Hal itu menunjukkan bahwa perusahaan lebih banyak dibiayai oleh hutang dari kreditor daripada
dibiayai oleh modal dari pemegang sahamya. Dari data Laporan Posisi Keuangan PT Unilever
Indonesia Tbk. selama lima tahun, diketahui bahwa terdapat tren kenaikan debt to equity ratio
dengan kenaikan cukup signifikan di tahun 2016 dari 2,26x menjadi 2,56x karena terdapat
penurunan nilai shareholders equity tahun tersebut. Kenaikan dan penurunan nilai total
liabilities dan shareholders equity beserta pengaruhnya pada debt to equity ratio dapat dilihat
pada Tabel 2.2.
Tabel 2.2 Nilai Total Liabilities dan Shareholders Equity serta Pengaruhnya pada Debt
To Equity Ratio PT Unilever Indonesia Tbk.

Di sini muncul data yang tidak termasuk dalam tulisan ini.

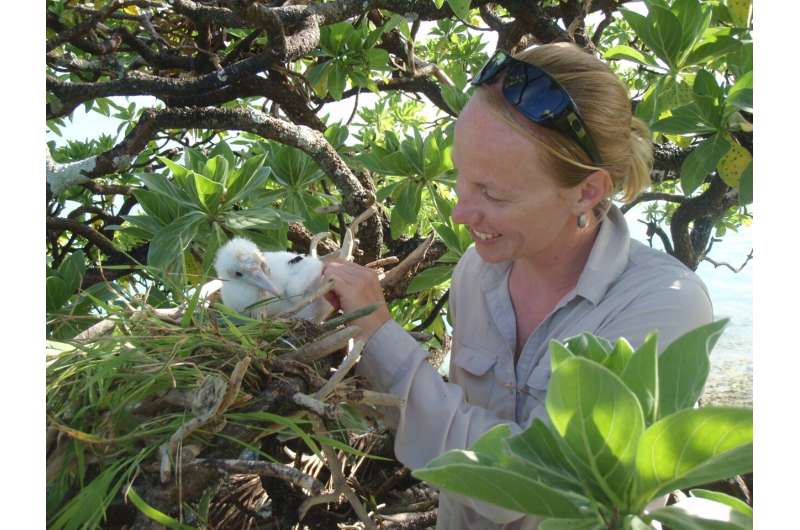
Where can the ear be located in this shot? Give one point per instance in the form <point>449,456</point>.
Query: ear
<point>593,189</point>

Dengan melihat struktur modal PT Unilever Indonesia Tbk., kita dapat menyimpulkan
bahwa secara solvabilitas, kemampuan perusahaan untuk melunasi kewajiban-kewajiban jangka
panjangnya terlihat kurang baik. Debt to equity ratio yang tinggi menandakan bahwa bisnisnya
dibiayai dengan hutang yang cukup besar. Pada kondisi normal, perusahaan bisa melakukan roll-
over terhadap utangnya. Yaitu, hutang lama dilunasi dengan membuat hutang baru dan demikian
seterusnya. Permasalahan akan mulai timbul ketika kredit menjadi seret. Perusahaan akan
mengalami kesulitan untuk melakukan roll-over utangnya. Jika pun bisa, bunganya akan sangat
tinggi karena kreditor mempertimbangkan risiko yang lebih besar sesuai dengan debt to equity
ratio perusahaan yang tinggi. Tekanan hutang yang tinggi dan sulitnya mencari dana dari
kreditor sebagai sumber pembiayaan tentunya akan berdampak pada kinerja perusahaan yang
pada akhirnya akan berpengaruh menurunkan harga saham.